I blogged earlier in the week about how the ECB >>><<<National Central Banks interpayments system in the eurozone  has quietly been turned into a line of credit for the Sovereign governments of those individual banks. The ECB is now owed 500bn euros by other ezone central banks and – surprise surprise – most of it is ClubMed money. If Greece were to leave the eurozone, they’d be leaving behind a bad debt which, I understand, is around 95 billion euros. The Chancellery thinks that risk is a politically impossible one to take. Wolfgang Schauble isn’t sure, but thinks this a smaller pill to swallow than winding up with Greece inside the Fiskal Union. Bankfurt and the Fed/White House/Wall St nexus say “amputate now”.

They have a point. The reason why the US agreed to the latest round of dollar/euro swaps for Draghi’s ECB in the first place is so he could get some ‘free’ seed money with which to keep the cash  going between sovereign bond purchases, eurobank sandbagging slush, and overnight rates earned as the money returned at close of play. The Americans agreed to this for hard-headed reasons, not out of philanthropy: Geithner knows full well what collapsing eurobanks would mean. But he also demanded a quid pro quo: amputate Greece now, and cauterise the wound with boosted ESM funds once the Fiskal Union is formed.

From the White House as of yesterday, the view was that Berlin is in a 100% welch situation re this one. The Obamites can see with 20:20 clarity what’s going to happen if Greece limps on: ClubMed bond yields will continue to rise – or not fall much – and thus the dominoes will start to fall late Summer….just in time for the President’s massaged ‘recovery’ to be revealed as barely relevant in the context of major US banks falling over. Barack Obama doesn’t want the tits to turn skywards until 2o13 at the earliest. His advisors are now beginnng to get frantic about it happening in September 2012.

An EU Fiskal Union containing Spain, Portugal, and Greece is a zonal insolvency waiting to happen. If (as seems likely) the eurozone lurches into a slump some time soon, you can add Italy to that list. Angela Merkel’s Promised Land is going to be a German tug pulling four sinking Titanics. This is one big, big reason why The Slog’s Bankfurt Maulwurf and his growing army of rebellious bankers are pounding at The Chancellor’s door day and night.
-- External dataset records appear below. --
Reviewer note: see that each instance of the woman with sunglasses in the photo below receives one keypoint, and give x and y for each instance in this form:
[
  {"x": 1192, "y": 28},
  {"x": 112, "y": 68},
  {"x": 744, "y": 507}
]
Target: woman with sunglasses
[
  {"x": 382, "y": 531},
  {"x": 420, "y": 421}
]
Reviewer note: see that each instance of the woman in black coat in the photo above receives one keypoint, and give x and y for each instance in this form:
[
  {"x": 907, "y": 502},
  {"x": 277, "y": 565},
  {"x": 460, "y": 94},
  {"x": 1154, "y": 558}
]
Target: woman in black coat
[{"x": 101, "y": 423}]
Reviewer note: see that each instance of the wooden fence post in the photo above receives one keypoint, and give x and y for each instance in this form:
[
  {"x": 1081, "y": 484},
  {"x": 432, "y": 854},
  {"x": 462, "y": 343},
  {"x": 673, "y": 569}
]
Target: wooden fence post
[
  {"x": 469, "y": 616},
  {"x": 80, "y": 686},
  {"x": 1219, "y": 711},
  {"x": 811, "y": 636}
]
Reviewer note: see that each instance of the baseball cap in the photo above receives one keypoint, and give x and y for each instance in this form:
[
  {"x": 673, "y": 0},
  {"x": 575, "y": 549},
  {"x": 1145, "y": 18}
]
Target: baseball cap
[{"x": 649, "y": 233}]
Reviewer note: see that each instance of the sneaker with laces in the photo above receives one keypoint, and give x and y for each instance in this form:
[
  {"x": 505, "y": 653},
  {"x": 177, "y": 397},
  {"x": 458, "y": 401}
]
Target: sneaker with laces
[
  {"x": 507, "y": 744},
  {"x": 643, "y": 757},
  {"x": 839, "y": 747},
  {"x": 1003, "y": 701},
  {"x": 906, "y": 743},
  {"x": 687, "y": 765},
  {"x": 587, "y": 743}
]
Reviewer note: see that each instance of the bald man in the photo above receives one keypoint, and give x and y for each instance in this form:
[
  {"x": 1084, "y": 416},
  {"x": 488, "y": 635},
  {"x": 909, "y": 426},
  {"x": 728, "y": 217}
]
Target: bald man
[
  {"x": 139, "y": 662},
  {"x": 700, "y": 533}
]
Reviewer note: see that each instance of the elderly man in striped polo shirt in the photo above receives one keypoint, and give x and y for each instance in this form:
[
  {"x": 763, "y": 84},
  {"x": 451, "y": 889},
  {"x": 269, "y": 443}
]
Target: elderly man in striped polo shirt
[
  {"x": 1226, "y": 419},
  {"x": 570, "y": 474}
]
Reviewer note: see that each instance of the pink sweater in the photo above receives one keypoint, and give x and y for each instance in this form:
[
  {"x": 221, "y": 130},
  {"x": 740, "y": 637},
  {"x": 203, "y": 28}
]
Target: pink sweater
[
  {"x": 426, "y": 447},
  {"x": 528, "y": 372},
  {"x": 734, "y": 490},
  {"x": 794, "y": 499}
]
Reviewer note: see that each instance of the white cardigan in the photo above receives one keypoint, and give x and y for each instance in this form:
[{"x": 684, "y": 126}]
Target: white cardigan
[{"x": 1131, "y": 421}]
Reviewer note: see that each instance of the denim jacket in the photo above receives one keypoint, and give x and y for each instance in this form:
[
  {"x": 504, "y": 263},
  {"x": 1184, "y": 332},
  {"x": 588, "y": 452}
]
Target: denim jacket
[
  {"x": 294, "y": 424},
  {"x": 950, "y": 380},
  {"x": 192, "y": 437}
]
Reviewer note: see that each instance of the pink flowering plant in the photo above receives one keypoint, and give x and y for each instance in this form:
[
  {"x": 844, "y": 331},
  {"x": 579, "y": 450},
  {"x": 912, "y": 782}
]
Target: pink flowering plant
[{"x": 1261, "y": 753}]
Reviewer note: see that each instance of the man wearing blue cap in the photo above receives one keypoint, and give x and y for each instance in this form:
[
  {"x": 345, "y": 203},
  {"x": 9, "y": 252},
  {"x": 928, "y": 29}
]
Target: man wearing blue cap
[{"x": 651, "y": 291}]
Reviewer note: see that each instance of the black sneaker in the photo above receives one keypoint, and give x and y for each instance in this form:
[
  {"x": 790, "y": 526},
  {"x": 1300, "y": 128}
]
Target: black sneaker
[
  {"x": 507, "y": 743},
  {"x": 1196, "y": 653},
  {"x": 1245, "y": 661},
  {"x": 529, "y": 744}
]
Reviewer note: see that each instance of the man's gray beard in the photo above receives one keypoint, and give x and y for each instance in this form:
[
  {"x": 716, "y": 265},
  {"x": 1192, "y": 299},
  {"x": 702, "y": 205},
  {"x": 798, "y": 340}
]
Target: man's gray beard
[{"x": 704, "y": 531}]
The cost to Merkel of both ignoring the Karlsruhe Court’s illegality ruling against the ESM and landing Germany with a salvage operation running into the trillions suddenly makes a Greek bad debt of a trifling 95 billion euros seem almost attractive. Especially as, the ‘debt’ being yet more of the notional funny-money, she can kick the monetisation can down the road on that one for years.

For the Americans and the Bankfurters, this choice seems to be something of a no-brainer. The Pentagon too, by the way, is also  – for obvious strategic reasons discussed passim – very keen to befriend Greece after its collapse into loneliness. The discovery in late 2010 of the huge natural gas bonanza off Israel’s Mediterranean shores triggered other neighbouring countries to look more closely at their own waters. The results revealed that the entire eastern Mediterranean is swimming in huge untapped oil and gas reserves.

The German Finance Minister Wolfgang Schauble has, in the last fortnight, pretty much accepted the logic of the ‘contained default’ argument. But Frau Merkel wants to suck it and see. She must surely see that, 95% of the way through the lollipop, it still tastes like frozen urine. But she’s a physicist, so anything might happen: perhaps she’s willing a choice of quantum futures.

For realists everywhere, the inevitable is still the inevitable: all this debate concerns is timing. With or without Greece, the Fiscal Union is a stillborn duck. With or without amputation, the eurozone and the EU as we know it are doomed. With or without more Fed Reserve dollars being Benankered all over the US banking system, the contagions will spread, and the phony derivative non-money will demand to be monetised. Eventually there will be forgiveness (and quite possibly a war in between) after which Asia will hold most of the volume cards….and then – if it has any sense – the West will retool to do margin business with the seemingly endless supply of new Chinese wealth.

But very few politicians look this far ahead. If she does, perhaps the ultra-disciplined Angela Merkel, the underestimated little Osti, sees something the rest of us don’t. Either way, the next two weeks will make it clear just how powerful she really is.